Dryopteris Adans. section Fibrillosae Ching

Bulletin of the Fan Memorial Institute of Biology (Botany) 8: 366 (1938).

— Type: Dryopteris fibrillosa (C.B.Clarke) Hand.-Mazz., non (Baker) C.Chr. (1905: 264);

Nephrodium filix-mas (L.) Rich. var. fibrillosa C.B.Clarke (now Dryopteris pulcherrima Ching).
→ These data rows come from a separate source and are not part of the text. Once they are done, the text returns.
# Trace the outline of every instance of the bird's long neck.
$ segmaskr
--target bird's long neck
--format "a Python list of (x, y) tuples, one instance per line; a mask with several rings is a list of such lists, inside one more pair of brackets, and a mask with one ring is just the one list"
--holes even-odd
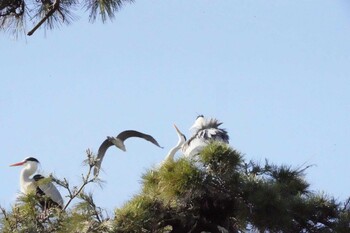
[(35, 173), (36, 171), (36, 166), (25, 166), (20, 174), (20, 185), (21, 185), (21, 192), (22, 193), (29, 193), (35, 190), (35, 186), (33, 183), (33, 179), (31, 176)]
[(174, 146), (174, 147), (169, 151), (168, 155), (165, 157), (165, 160), (168, 160), (168, 159), (174, 160), (174, 155), (176, 154), (176, 152), (177, 152), (178, 150), (181, 149), (181, 147), (183, 146), (184, 143), (185, 143), (185, 138), (179, 136), (179, 141), (178, 141), (177, 145)]
[(165, 157), (165, 160), (174, 160), (174, 155), (176, 154), (176, 152), (181, 148), (181, 145), (176, 145), (175, 147), (173, 147), (169, 153), (167, 154), (167, 156)]

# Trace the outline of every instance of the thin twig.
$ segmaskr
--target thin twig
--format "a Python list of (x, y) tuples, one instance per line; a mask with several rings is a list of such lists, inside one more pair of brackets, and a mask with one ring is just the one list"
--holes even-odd
[(82, 177), (83, 177), (83, 184), (82, 184), (82, 185), (80, 186), (80, 188), (77, 189), (74, 193), (72, 193), (72, 192), (70, 191), (70, 189), (68, 188), (68, 192), (69, 192), (70, 199), (68, 200), (68, 202), (66, 203), (66, 205), (63, 207), (63, 209), (62, 209), (63, 211), (67, 209), (67, 207), (68, 207), (69, 204), (72, 202), (72, 200), (73, 200), (74, 198), (76, 198), (76, 197), (80, 194), (80, 192), (84, 189), (84, 187), (85, 187), (88, 183), (91, 183), (91, 182), (94, 181), (94, 179), (90, 179), (90, 180), (89, 180), (90, 174), (91, 174), (91, 170), (92, 170), (92, 167), (89, 166), (89, 171), (88, 171), (86, 177), (84, 177), (84, 175), (82, 175)]
[(345, 211), (348, 208), (349, 204), (350, 204), (350, 197), (348, 199), (346, 199), (346, 201), (344, 203), (343, 211)]
[(8, 217), (7, 217), (7, 213), (6, 213), (5, 208), (3, 208), (2, 206), (0, 206), (0, 209), (1, 209), (2, 215), (4, 215), (5, 220), (8, 221)]

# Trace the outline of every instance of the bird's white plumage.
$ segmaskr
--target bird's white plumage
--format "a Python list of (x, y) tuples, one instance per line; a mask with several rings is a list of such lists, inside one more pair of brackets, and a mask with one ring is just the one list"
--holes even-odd
[[(63, 207), (63, 198), (58, 189), (49, 182), (36, 181), (33, 178), (34, 173), (38, 169), (39, 161), (35, 158), (29, 157), (20, 163), (11, 166), (23, 166), (20, 174), (20, 189), (23, 194), (37, 193), (39, 188), (46, 197), (56, 202), (60, 207)], [(42, 177), (41, 175), (37, 175)]]
[(36, 185), (35, 181), (31, 176), (38, 169), (38, 163), (33, 161), (27, 161), (23, 164), (23, 169), (19, 177), (20, 189), (24, 194), (35, 192)]
[(207, 145), (208, 143), (201, 138), (194, 138), (187, 147), (183, 148), (183, 154), (187, 157), (193, 157), (199, 154)]
[(221, 124), (214, 118), (206, 119), (202, 115), (197, 117), (190, 128), (193, 131), (192, 137), (182, 147), (184, 156), (192, 158), (214, 141), (228, 144), (229, 136), (225, 129), (219, 128)]
[(190, 130), (196, 132), (199, 129), (203, 128), (203, 126), (206, 124), (206, 120), (204, 116), (200, 115), (197, 117), (193, 125), (190, 127)]
[(174, 146), (173, 148), (170, 149), (170, 151), (168, 152), (164, 161), (173, 161), (176, 152), (182, 148), (183, 144), (186, 141), (185, 135), (183, 133), (181, 133), (181, 131), (176, 127), (176, 125), (174, 125), (174, 127), (176, 129), (177, 137), (179, 140), (178, 140), (176, 146)]

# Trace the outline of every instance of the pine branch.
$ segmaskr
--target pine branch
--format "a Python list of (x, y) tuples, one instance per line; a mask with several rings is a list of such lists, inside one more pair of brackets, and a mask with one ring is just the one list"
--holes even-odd
[(7, 212), (6, 212), (5, 208), (0, 206), (0, 210), (1, 210), (1, 214), (4, 216), (5, 221), (7, 222), (7, 224), (10, 226), (11, 230), (13, 231), (14, 229), (12, 228), (12, 224), (9, 220), (9, 217), (7, 216)]
[(70, 203), (78, 196), (82, 193), (83, 189), (85, 188), (85, 186), (89, 183), (92, 183), (92, 182), (96, 182), (98, 181), (98, 179), (96, 177), (93, 177), (93, 178), (90, 178), (91, 176), (91, 173), (92, 173), (92, 168), (95, 166), (95, 163), (94, 163), (94, 156), (92, 155), (92, 152), (90, 150), (87, 150), (86, 151), (87, 153), (87, 163), (89, 165), (89, 169), (88, 169), (88, 172), (86, 174), (86, 176), (84, 176), (84, 174), (81, 174), (81, 177), (82, 177), (82, 180), (83, 180), (83, 183), (80, 185), (80, 187), (78, 188), (77, 186), (73, 186), (73, 188), (71, 189), (70, 186), (69, 186), (69, 182), (67, 181), (66, 178), (64, 178), (63, 181), (61, 180), (58, 180), (54, 177), (51, 177), (52, 180), (57, 183), (58, 185), (62, 186), (63, 188), (65, 188), (67, 191), (68, 191), (68, 197), (69, 197), (69, 200), (68, 202), (65, 204), (65, 206), (63, 207), (62, 211), (66, 210), (68, 208), (68, 206), (70, 205)]
[(91, 170), (92, 170), (92, 167), (90, 166), (89, 167), (89, 171), (87, 173), (87, 175), (84, 177), (84, 175), (82, 174), (82, 179), (83, 179), (83, 184), (77, 189), (77, 190), (74, 190), (74, 192), (70, 191), (69, 189), (69, 200), (68, 202), (66, 203), (66, 205), (63, 207), (63, 210), (67, 209), (67, 207), (69, 206), (69, 204), (73, 201), (74, 198), (76, 198), (81, 192), (82, 190), (84, 189), (84, 187), (95, 181), (94, 178), (92, 179), (89, 179), (90, 178), (90, 174), (91, 174)]
[(60, 2), (60, 0), (55, 0), (55, 2), (52, 4), (52, 8), (45, 14), (44, 18), (42, 18), (39, 23), (37, 23), (37, 25), (35, 25), (34, 28), (27, 33), (28, 36), (33, 35), (34, 32), (59, 9)]
[[(91, 193), (85, 194), (84, 192), (81, 192), (79, 195), (79, 198), (81, 198), (82, 200), (85, 201), (85, 203), (88, 204), (88, 207), (89, 207), (88, 209), (89, 209), (89, 212), (91, 213), (91, 216), (95, 217), (99, 223), (102, 223), (104, 221), (104, 218), (101, 213), (101, 208), (96, 206), (92, 198), (92, 194)], [(85, 205), (82, 205), (82, 206), (85, 206)]]
[(350, 204), (350, 197), (348, 199), (346, 199), (342, 211), (346, 211), (349, 207), (349, 204)]
[(2, 215), (4, 215), (5, 219), (7, 220), (8, 218), (7, 218), (7, 213), (6, 213), (5, 208), (3, 208), (2, 206), (0, 206), (0, 210), (1, 210)]

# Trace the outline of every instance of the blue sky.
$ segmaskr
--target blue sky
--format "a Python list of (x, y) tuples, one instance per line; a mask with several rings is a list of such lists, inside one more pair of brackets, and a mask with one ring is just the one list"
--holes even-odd
[[(350, 3), (137, 0), (113, 22), (0, 37), (0, 205), (14, 204), (27, 156), (80, 183), (85, 150), (135, 129), (127, 152), (108, 150), (96, 204), (112, 213), (141, 175), (189, 136), (198, 114), (216, 117), (247, 160), (314, 165), (315, 192), (350, 196)], [(62, 190), (62, 194), (66, 193)], [(65, 199), (67, 200), (67, 199)]]

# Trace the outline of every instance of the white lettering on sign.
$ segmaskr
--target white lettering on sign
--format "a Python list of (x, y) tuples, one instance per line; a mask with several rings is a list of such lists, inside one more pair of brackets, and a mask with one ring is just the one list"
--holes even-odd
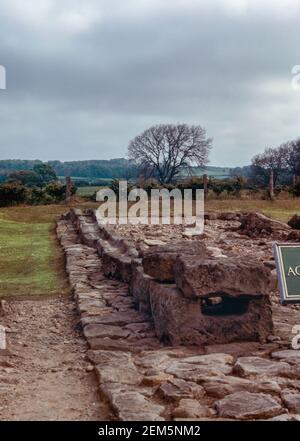
[(300, 265), (295, 266), (295, 268), (289, 267), (288, 276), (300, 276)]

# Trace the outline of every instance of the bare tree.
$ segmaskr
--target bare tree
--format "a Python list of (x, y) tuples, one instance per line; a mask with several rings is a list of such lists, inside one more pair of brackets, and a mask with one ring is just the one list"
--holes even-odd
[(201, 126), (161, 124), (134, 138), (128, 156), (141, 169), (152, 170), (161, 184), (168, 184), (184, 168), (206, 165), (211, 144)]
[(268, 179), (272, 171), (274, 185), (276, 185), (278, 176), (288, 165), (288, 151), (287, 143), (282, 144), (276, 149), (266, 148), (263, 153), (254, 156), (252, 166)]
[(300, 175), (300, 138), (286, 143), (288, 149), (287, 164), (293, 174), (293, 185)]

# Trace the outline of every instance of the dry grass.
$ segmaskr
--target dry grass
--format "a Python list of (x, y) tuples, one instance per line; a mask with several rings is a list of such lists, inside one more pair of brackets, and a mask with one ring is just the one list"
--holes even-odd
[(258, 200), (209, 200), (205, 203), (206, 211), (260, 211), (273, 219), (287, 222), (293, 214), (300, 212), (300, 200), (278, 199), (275, 201)]

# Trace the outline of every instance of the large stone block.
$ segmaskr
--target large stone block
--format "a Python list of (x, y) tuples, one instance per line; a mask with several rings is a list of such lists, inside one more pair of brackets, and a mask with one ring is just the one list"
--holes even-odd
[(175, 268), (175, 282), (185, 297), (220, 296), (224, 300), (222, 307), (227, 307), (228, 313), (235, 306), (232, 297), (240, 298), (235, 302), (236, 307), (244, 309), (247, 302), (243, 302), (243, 298), (264, 295), (269, 277), (270, 271), (264, 265), (248, 258), (183, 256), (177, 258)]
[(200, 241), (180, 241), (155, 246), (143, 252), (143, 268), (146, 274), (160, 282), (174, 282), (174, 268), (178, 256), (207, 255), (204, 243)]
[(272, 311), (267, 296), (233, 299), (230, 307), (226, 300), (224, 303), (223, 310), (218, 306), (214, 309), (207, 306), (207, 299), (183, 296), (175, 285), (156, 282), (151, 285), (151, 311), (161, 341), (173, 345), (264, 341), (272, 333)]

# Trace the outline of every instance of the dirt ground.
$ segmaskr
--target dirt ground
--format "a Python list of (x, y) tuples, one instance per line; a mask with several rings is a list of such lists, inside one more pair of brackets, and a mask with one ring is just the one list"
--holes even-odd
[(11, 301), (0, 324), (0, 420), (111, 420), (100, 401), (75, 304), (62, 296)]

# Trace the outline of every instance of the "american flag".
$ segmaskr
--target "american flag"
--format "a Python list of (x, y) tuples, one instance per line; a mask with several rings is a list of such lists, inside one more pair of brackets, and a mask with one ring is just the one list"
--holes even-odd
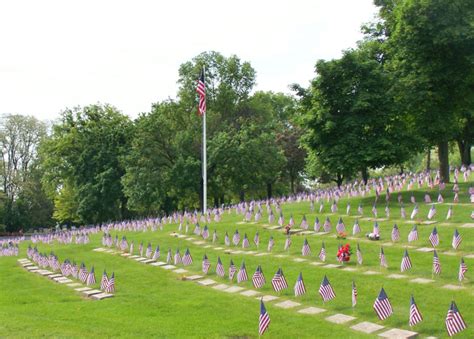
[(265, 276), (263, 275), (262, 267), (260, 265), (258, 265), (252, 276), (252, 283), (255, 288), (260, 288), (265, 285)]
[(130, 251), (129, 251), (130, 254), (133, 254), (133, 240), (132, 242), (130, 243)]
[(138, 252), (140, 253), (140, 257), (143, 257), (143, 241), (138, 246)]
[(359, 265), (362, 265), (363, 258), (362, 258), (362, 251), (360, 250), (360, 245), (359, 245), (359, 243), (357, 243), (356, 255), (357, 255), (357, 263), (358, 263)]
[(240, 270), (237, 273), (237, 283), (241, 283), (242, 281), (247, 281), (247, 270), (245, 269), (245, 262), (242, 262), (242, 266), (240, 266)]
[(434, 205), (431, 205), (430, 210), (428, 211), (428, 220), (433, 219), (433, 217), (436, 215), (436, 208)]
[(415, 303), (415, 298), (411, 296), (410, 298), (410, 317), (408, 319), (408, 324), (410, 326), (415, 326), (419, 322), (423, 320), (423, 316), (420, 313), (420, 310), (418, 309), (418, 306), (416, 306)]
[(173, 255), (171, 254), (171, 248), (168, 250), (168, 255), (166, 256), (166, 263), (171, 264)]
[(311, 248), (309, 247), (308, 240), (306, 238), (304, 239), (303, 247), (301, 248), (301, 255), (311, 255)]
[(225, 270), (224, 265), (222, 265), (221, 257), (217, 257), (216, 273), (219, 277), (224, 278)]
[(201, 226), (199, 225), (199, 223), (196, 223), (196, 226), (194, 226), (194, 231), (193, 231), (194, 234), (196, 235), (200, 235), (201, 234)]
[(230, 246), (229, 234), (227, 232), (225, 232), (224, 243), (226, 246)]
[(230, 259), (230, 264), (229, 264), (229, 279), (232, 280), (234, 279), (235, 272), (237, 272), (237, 267), (235, 267), (234, 262), (232, 259)]
[(79, 269), (79, 279), (82, 281), (83, 284), (86, 283), (88, 276), (89, 273), (87, 272), (86, 265), (84, 265), (84, 263), (81, 263), (81, 268)]
[(199, 94), (199, 114), (204, 115), (206, 114), (206, 83), (204, 81), (204, 69), (201, 70), (201, 75), (198, 79), (196, 92)]
[(452, 337), (456, 333), (464, 331), (467, 328), (464, 319), (462, 318), (461, 313), (459, 312), (456, 303), (454, 301), (451, 302), (451, 306), (449, 307), (448, 314), (446, 315), (446, 330), (448, 331), (448, 335)]
[(352, 235), (356, 235), (360, 233), (360, 225), (359, 225), (359, 220), (356, 219), (354, 222), (354, 226), (352, 227)]
[(204, 225), (201, 237), (203, 237), (204, 240), (207, 240), (207, 238), (209, 238), (209, 228), (207, 228), (207, 225)]
[(400, 264), (400, 271), (405, 272), (411, 268), (411, 260), (410, 256), (408, 255), (408, 250), (405, 249), (405, 254), (402, 258), (402, 263)]
[(344, 222), (342, 221), (341, 217), (339, 218), (339, 221), (337, 222), (336, 231), (338, 233), (342, 233), (346, 231), (346, 226), (344, 225)]
[(105, 272), (104, 270), (104, 273), (102, 274), (102, 279), (100, 280), (100, 289), (105, 291), (108, 283), (109, 283), (109, 278), (107, 277), (107, 272)]
[(449, 220), (453, 217), (453, 206), (449, 206), (448, 214), (446, 214), (446, 220)]
[[(178, 251), (176, 253), (178, 253), (178, 255), (179, 255)], [(188, 266), (188, 265), (191, 265), (193, 263), (193, 257), (191, 256), (191, 252), (189, 252), (189, 248), (187, 248), (186, 252), (184, 252), (182, 262), (183, 262), (184, 266)]]
[(306, 220), (306, 215), (303, 214), (303, 219), (301, 220), (300, 227), (304, 230), (308, 229), (308, 221)]
[(318, 256), (321, 261), (326, 261), (326, 247), (324, 246), (324, 241), (321, 245), (321, 250), (319, 251)]
[(354, 280), (352, 280), (352, 307), (357, 305), (357, 288)]
[(387, 218), (390, 218), (390, 208), (389, 208), (388, 204), (385, 206), (385, 216)]
[(433, 251), (433, 273), (434, 274), (441, 274), (441, 263), (439, 262), (438, 253), (436, 250)]
[(392, 241), (398, 241), (400, 240), (400, 230), (398, 229), (397, 224), (393, 225), (392, 228)]
[(286, 237), (286, 240), (285, 240), (285, 251), (290, 249), (290, 246), (291, 246), (291, 238), (290, 238), (290, 235), (288, 235), (288, 237)]
[(181, 254), (179, 254), (179, 249), (176, 250), (176, 253), (174, 254), (174, 264), (178, 265), (183, 262), (183, 259), (181, 258)]
[(258, 232), (255, 233), (255, 236), (253, 237), (253, 243), (255, 244), (255, 246), (258, 247), (258, 245), (260, 244), (260, 236), (258, 235)]
[(336, 200), (333, 200), (333, 201), (332, 201), (331, 212), (332, 212), (332, 213), (336, 213), (336, 212), (337, 212)]
[(105, 292), (107, 293), (114, 293), (115, 292), (115, 273), (112, 272), (109, 281), (107, 282), (107, 287), (105, 288)]
[(400, 217), (402, 219), (406, 219), (406, 217), (407, 217), (407, 212), (406, 212), (405, 207), (403, 206), (403, 204), (401, 204), (401, 206), (400, 206)]
[(295, 219), (293, 218), (293, 214), (290, 214), (290, 220), (288, 221), (288, 225), (293, 227), (295, 225)]
[(357, 207), (357, 212), (358, 212), (360, 215), (364, 214), (364, 210), (362, 209), (362, 205), (361, 205), (361, 204), (359, 204), (359, 206)]
[(214, 230), (214, 233), (212, 234), (212, 242), (215, 243), (217, 241), (217, 231)]
[(274, 245), (275, 245), (275, 240), (273, 240), (273, 237), (270, 236), (270, 239), (268, 239), (267, 251), (271, 252)]
[(326, 217), (326, 221), (324, 222), (323, 228), (324, 232), (331, 232), (331, 220), (329, 220), (329, 217)]
[(209, 262), (207, 255), (204, 254), (204, 257), (202, 258), (202, 272), (204, 274), (207, 274), (209, 272), (210, 267), (211, 267), (211, 263)]
[(157, 245), (155, 249), (155, 253), (153, 254), (153, 260), (158, 260), (160, 258), (160, 246)]
[(393, 314), (392, 304), (390, 304), (390, 300), (388, 300), (387, 294), (383, 288), (380, 290), (377, 299), (375, 299), (374, 311), (380, 320), (387, 319)]
[(89, 272), (89, 275), (87, 276), (87, 281), (86, 285), (94, 285), (95, 284), (95, 273), (94, 273), (94, 266), (92, 266), (91, 271)]
[(242, 240), (242, 248), (248, 248), (250, 246), (249, 238), (247, 238), (247, 233), (244, 234), (244, 240)]
[(467, 272), (467, 265), (464, 262), (464, 258), (461, 258), (461, 262), (459, 263), (459, 274), (458, 274), (458, 279), (459, 281), (463, 281), (464, 275)]
[(453, 246), (455, 250), (457, 250), (459, 245), (461, 245), (461, 241), (462, 241), (461, 234), (459, 234), (458, 229), (456, 228), (454, 230), (453, 241), (451, 243), (451, 245)]
[(304, 281), (303, 281), (303, 274), (301, 272), (300, 272), (300, 275), (298, 276), (298, 279), (296, 280), (294, 290), (295, 290), (295, 297), (298, 297), (306, 293), (306, 287), (304, 286)]
[(413, 207), (413, 211), (411, 212), (410, 219), (413, 220), (417, 214), (418, 214), (418, 204), (415, 204), (415, 207)]
[(285, 223), (285, 218), (283, 218), (283, 213), (280, 212), (280, 217), (278, 218), (278, 225), (283, 226)]
[(383, 251), (383, 247), (380, 247), (379, 258), (380, 258), (380, 266), (382, 266), (382, 267), (388, 267), (387, 259), (385, 258), (385, 253), (384, 253), (384, 251)]
[(375, 204), (372, 205), (372, 214), (377, 218), (377, 206)]
[(413, 195), (413, 193), (411, 194), (410, 201), (411, 201), (412, 204), (416, 203), (416, 199), (415, 199), (415, 196)]
[(146, 256), (148, 259), (150, 259), (152, 253), (153, 253), (153, 248), (151, 247), (151, 244), (148, 243), (148, 246), (147, 246), (146, 252), (145, 252), (145, 256)]
[(313, 226), (313, 229), (315, 232), (319, 232), (319, 230), (321, 229), (321, 224), (319, 222), (319, 218), (316, 217), (316, 219), (314, 220), (314, 226)]
[(263, 335), (270, 325), (270, 316), (265, 309), (263, 299), (260, 300), (260, 317), (258, 318), (258, 335)]
[(351, 213), (351, 204), (350, 203), (347, 203), (347, 206), (346, 206), (346, 214), (349, 215)]
[(436, 247), (439, 245), (439, 235), (438, 235), (438, 230), (436, 229), (436, 227), (433, 228), (433, 231), (430, 234), (429, 240), (430, 240), (431, 246)]
[(232, 237), (232, 242), (234, 243), (235, 246), (239, 244), (240, 242), (239, 230), (235, 230), (234, 236)]
[(375, 235), (380, 235), (379, 223), (377, 221), (374, 223), (374, 229), (372, 233), (374, 233)]
[(418, 229), (415, 226), (413, 226), (412, 230), (410, 233), (408, 233), (408, 242), (416, 241), (418, 240)]
[(332, 300), (336, 297), (336, 294), (334, 293), (334, 290), (326, 276), (324, 276), (321, 286), (319, 286), (319, 294), (323, 298), (324, 302)]
[(288, 283), (286, 282), (285, 276), (281, 268), (275, 273), (272, 278), (272, 287), (275, 292), (279, 292), (285, 288), (288, 288)]

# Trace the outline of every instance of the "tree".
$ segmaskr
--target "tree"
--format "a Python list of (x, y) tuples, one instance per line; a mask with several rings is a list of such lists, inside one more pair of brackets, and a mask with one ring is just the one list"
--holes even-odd
[(449, 182), (448, 142), (474, 100), (474, 2), (404, 0), (388, 13), (390, 68), (396, 99), (428, 144), (438, 147), (441, 180)]
[(109, 105), (62, 112), (41, 145), (43, 184), (56, 201), (59, 221), (99, 223), (128, 216), (120, 180), (130, 126), (128, 117)]

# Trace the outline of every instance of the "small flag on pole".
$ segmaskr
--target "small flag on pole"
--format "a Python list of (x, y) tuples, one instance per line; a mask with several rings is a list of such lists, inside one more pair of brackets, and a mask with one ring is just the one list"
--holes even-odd
[(438, 230), (436, 227), (433, 228), (433, 231), (431, 231), (430, 237), (429, 237), (431, 246), (436, 247), (439, 245), (439, 235), (438, 235)]
[(234, 262), (232, 259), (230, 259), (230, 264), (229, 264), (229, 279), (233, 280), (235, 272), (237, 272), (237, 267), (235, 267)]
[(262, 267), (260, 265), (258, 265), (252, 276), (252, 283), (255, 288), (260, 288), (265, 285), (265, 276), (263, 275)]
[(459, 274), (458, 274), (459, 281), (464, 280), (464, 275), (466, 274), (466, 272), (467, 272), (467, 265), (464, 262), (464, 258), (461, 258), (461, 262), (459, 264)]
[(206, 83), (204, 81), (204, 69), (201, 70), (201, 75), (199, 76), (196, 92), (199, 94), (199, 115), (204, 115), (206, 114)]
[(420, 310), (418, 309), (418, 306), (415, 303), (415, 298), (411, 296), (410, 298), (410, 317), (408, 320), (408, 324), (410, 326), (415, 326), (419, 322), (423, 320), (423, 316), (420, 313)]
[(323, 298), (324, 302), (332, 300), (336, 297), (336, 294), (334, 293), (334, 290), (326, 276), (324, 276), (323, 281), (319, 286), (319, 294)]
[(392, 304), (390, 304), (390, 300), (388, 300), (383, 288), (380, 290), (379, 296), (375, 299), (374, 311), (380, 320), (387, 319), (393, 314)]
[(272, 287), (275, 292), (279, 292), (285, 288), (288, 288), (288, 283), (281, 268), (278, 269), (272, 278)]
[(462, 315), (459, 312), (454, 301), (451, 302), (448, 314), (446, 314), (445, 324), (446, 330), (448, 331), (448, 335), (450, 337), (452, 337), (456, 333), (464, 331), (467, 328), (467, 325), (464, 322), (464, 319), (462, 318)]
[(407, 270), (409, 270), (411, 268), (411, 260), (410, 260), (410, 256), (408, 255), (408, 250), (405, 249), (405, 254), (403, 255), (403, 258), (402, 258), (402, 263), (400, 265), (400, 271), (401, 272), (405, 272)]
[(326, 247), (324, 246), (324, 241), (321, 245), (321, 250), (319, 251), (319, 259), (321, 261), (326, 261)]
[(237, 283), (241, 283), (242, 281), (247, 281), (247, 269), (245, 268), (245, 262), (242, 262), (242, 266), (240, 266), (240, 270), (237, 273)]
[(352, 280), (352, 307), (357, 305), (357, 288), (354, 280)]
[(306, 287), (304, 286), (304, 281), (303, 281), (303, 274), (301, 272), (300, 272), (300, 275), (298, 276), (298, 279), (296, 280), (294, 289), (295, 289), (295, 297), (298, 297), (306, 293)]
[(306, 238), (304, 239), (303, 247), (301, 248), (301, 255), (311, 255), (311, 248), (309, 247), (308, 240)]
[(210, 267), (211, 267), (211, 263), (209, 262), (207, 255), (204, 254), (204, 257), (202, 258), (202, 272), (204, 274), (207, 274), (209, 272)]
[(263, 335), (270, 325), (270, 316), (265, 309), (263, 299), (260, 300), (260, 317), (258, 318), (258, 335)]
[(451, 245), (453, 246), (455, 250), (458, 249), (459, 245), (461, 244), (461, 241), (462, 241), (461, 234), (459, 234), (458, 229), (456, 228), (453, 234), (453, 242), (451, 243)]
[(441, 263), (439, 262), (438, 253), (436, 250), (433, 251), (433, 273), (436, 275), (441, 274)]
[(221, 257), (217, 257), (216, 274), (221, 278), (223, 278), (225, 275), (224, 265), (222, 265)]

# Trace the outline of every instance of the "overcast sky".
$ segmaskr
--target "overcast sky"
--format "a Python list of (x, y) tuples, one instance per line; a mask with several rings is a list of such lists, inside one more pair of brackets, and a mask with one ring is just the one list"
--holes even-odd
[(102, 102), (136, 117), (175, 97), (179, 65), (209, 50), (249, 61), (257, 90), (288, 92), (375, 12), (372, 0), (0, 0), (0, 114)]

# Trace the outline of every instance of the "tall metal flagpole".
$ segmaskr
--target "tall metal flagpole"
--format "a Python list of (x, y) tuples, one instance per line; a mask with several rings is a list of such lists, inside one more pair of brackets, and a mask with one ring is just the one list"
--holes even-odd
[[(206, 67), (203, 67), (202, 73), (205, 76)], [(202, 206), (204, 214), (207, 214), (206, 111), (202, 115)]]

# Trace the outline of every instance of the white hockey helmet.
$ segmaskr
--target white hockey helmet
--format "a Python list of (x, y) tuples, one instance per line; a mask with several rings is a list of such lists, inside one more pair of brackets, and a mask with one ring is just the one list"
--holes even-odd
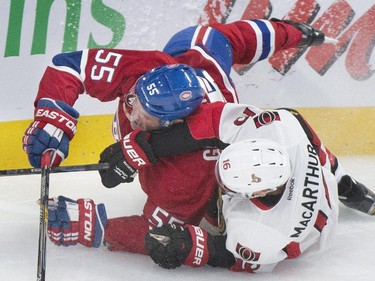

Aspidium Sw. subgen. Dichasium A.Braun in Flora 24: 710 (1841). — Dichasium (A.Braun) Fée, Mémoires sur la famille des fougères 5: 302 (1852). — Dryopteris Adans. subsect. Dichasium (A.Braun) H.Itô, in NAKAI & HONDA, Nova flora japonica 4: 6 [“1938”] (1939). — Type: Dryopteris fibrillosa (C.B.Clarke) Hand.Mazz., non (Baker) C.Chr. (1905: 264), now D. pulcherrima Ching.

DESCRIPTION

Rhizome short and erect to suberect, up to 150 mm tall and closely set with roots, crowded and persistent stipe bases, and scales. Fronds are 1-pinnate to 1-pinnate-pinnatisect and more or less narrow-elliptic in outline. The pinna-lobes are markedly regular and rectangular to parallelogram-shaped with truncate apices. The lobe sides are mostly shallowly lobed, but the apices are strongly toothed. The scales are chartaceous to thinly crustaceous, broadly attached or short-stalked, subulate to filiform, and the margins variously set with short and long, apically or basally directed, often branched outgrowths which reduce in number and size towards the scale apex, the apex terminates in a subulate cell or an elliptic thin-walled cell. Uniseriate hairs are absent. Sori occur medially or inframedially on predominantly anadromous vein branches, forming a single row on either side of the costa.

REMARKS

A section of about 21 species distributed throughout most of the range of the genus with the exception of North America, rare in Africa. Many of the species are thought to be derived from D. wallichiana or its relatives through hybridization with sexual diploids (Fraser-Jenkins 1986: 191). Species in the section show a high degree of chemical uniformity (Widén et al. 1996).

A single species belonging to section Fibrillosae occurs in the region.